- Born: Danish Gafoor Mulla 16 March 1996 Kurla, Maharashtra, India
- Died: 20 December 2018 (aged 22) Sion Panvel Highway, Maharashtra, India
- Burial place: Kasaiwada Kabristan, Kurla, India
- Occupations: Social media personality; rapper; YouTuber;
- Television: Ace of Space 1

YouTube information
- Channel: Danish Zehen;
- Years active: 2015–2018
- Genre: Vlog;
- Subscribers: 6.2 million^{[needs update]}
- Views: 404.8 million

= Danish Zehen =

Indian social media personality (1996–2018)

Danish Gafoor Mulla (16 March 1996 - 20 December 2018), better known as Danish Zehen, was an Indian social media influencer, rapper, and YouTube personality who is primarily known for his participation in the reality show MTV Ace of Space Season 1.

== Early life and education ==
Zehen was born on 16 March 1996 in Kurla, Maharashtra, India. He did his schooling from Kedarnath Vidya Prasarini's English High School in Kurla. He then completed his higher studies in engineering at M. H. Saboo Siddik College of Engineering in Nagpada.

== Career ==
Zehen began his career in music by sharing his rap compositions on his YouTube channel, launched in October 2012. He performed at various events as a rapper and hip-hop dancer. Zehen gained experience in the fashion industry by modelling for various prominent designers. He also worked as a lifestyle vlogger and shared his video blogs on his personal YouTube channel. Additionally, he had a separate YouTube channel focused on fitness videos.
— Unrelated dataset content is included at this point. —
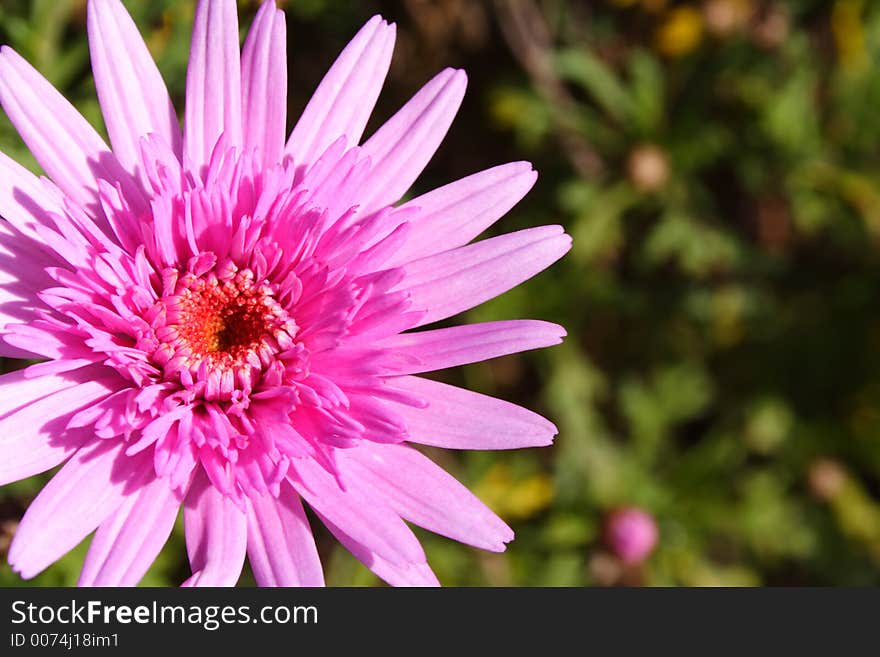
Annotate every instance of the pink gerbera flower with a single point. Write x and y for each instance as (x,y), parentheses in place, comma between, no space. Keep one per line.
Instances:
(223,315)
Zehen was a contestant on the first season of Indian reality competition television series, MTV Ace of Space. The show was hosted by Vikas Gupta. He walked out of the show on Day 43 due to an emergency.

== Death ==
Zehen died on 20 December 2018. While returning from a wedding, he met with a car accident on Sion-Panvel Highway around 12:30 AM in Vashi, Mumbai where he lost control of his vehicle and rammed into an electric pole after hitting a stone lying on the highway. He was immediately taken to the MGM Hospital where he was declared dead.

Police stated that "The speed of vehicle was over 70+ kmph at the time of the mishap. Danish was not drunk at the time of the incident." and registered a case against Zehen under section 304A (causing death by negligence), 279 (rash driving) and 337 (causing hurt by act endangering life or personal safety of others) of the Indian Penal Code.

Thousands of individuals attended Zehen's funeral to pay their respects. He buried at Kasaiwada Kabristan, Kurla. Additionally, there was a notable increase in the number of followers on his social media accounts.